SOUTHFIELD, Mich. – General Motors Co. on Wednesday filed for an initial share offering that will mark the return of what was once the world’s largest automaker to public markets a year after it was bailed out by the government.

GM, 61 percent owned by the federal government, didn’t disclose the number of shares that will be sold in the initial public offering or the price range in a statement filed with the Securities and Exchange Commission. The automaker will not sell any common shares itself while offering preferred shares alongside the IPO, the filing showed.

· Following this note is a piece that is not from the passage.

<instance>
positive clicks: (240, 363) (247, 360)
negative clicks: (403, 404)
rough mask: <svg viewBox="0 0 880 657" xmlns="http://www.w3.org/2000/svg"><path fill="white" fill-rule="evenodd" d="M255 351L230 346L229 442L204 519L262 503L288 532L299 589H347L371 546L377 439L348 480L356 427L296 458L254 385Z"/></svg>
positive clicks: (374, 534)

The Treasury Department will sell some of the common shares it owns in GM, according to the filing. The aim is to sell a fifth of the Treasury’s 304 million shares, people familiar with the IPO said in June, cutting the government’s stake to less than 50 percent. GM may hold the IPO in November.

“This is a really positive thing for General Motors to be able to reduce the government’s equity in the company and to be able to run as a capitalist company should be able to run,” said Rebecca Lindland, an analyst at IHS Automotive in Lexington, Mass.

GM may seek to raise as much as $16 billion in the IPO, a person familiar with the plans said last week, making it the second-largest in U.S. history behind Visa Inc.’s $19.7 billion deal in March 2008. Outgoing Chief Executive Officer Ed Whitacre has pushed to end government ownership of the Detroit-based company, which received a $50 billion taxpayer bailout following its bankruptcy in June 2009.

Whitacre, 68, said last week that he would step down as CEO Sept. 1 and as chairman at the end of the year, ceding both titles to Dan Akerson, a managing director of the Carlyle Group. Akerson, 61, has been on GM’s board since July 2009 and previously served as chairman and CEO of XO Communications, Nextel Communications and General Instrument Corp.

Morgan Stanley, JPMorgan Chase & Co., Bank of America Corp. and Citigroup Inc. will lead the offering, the filing showed.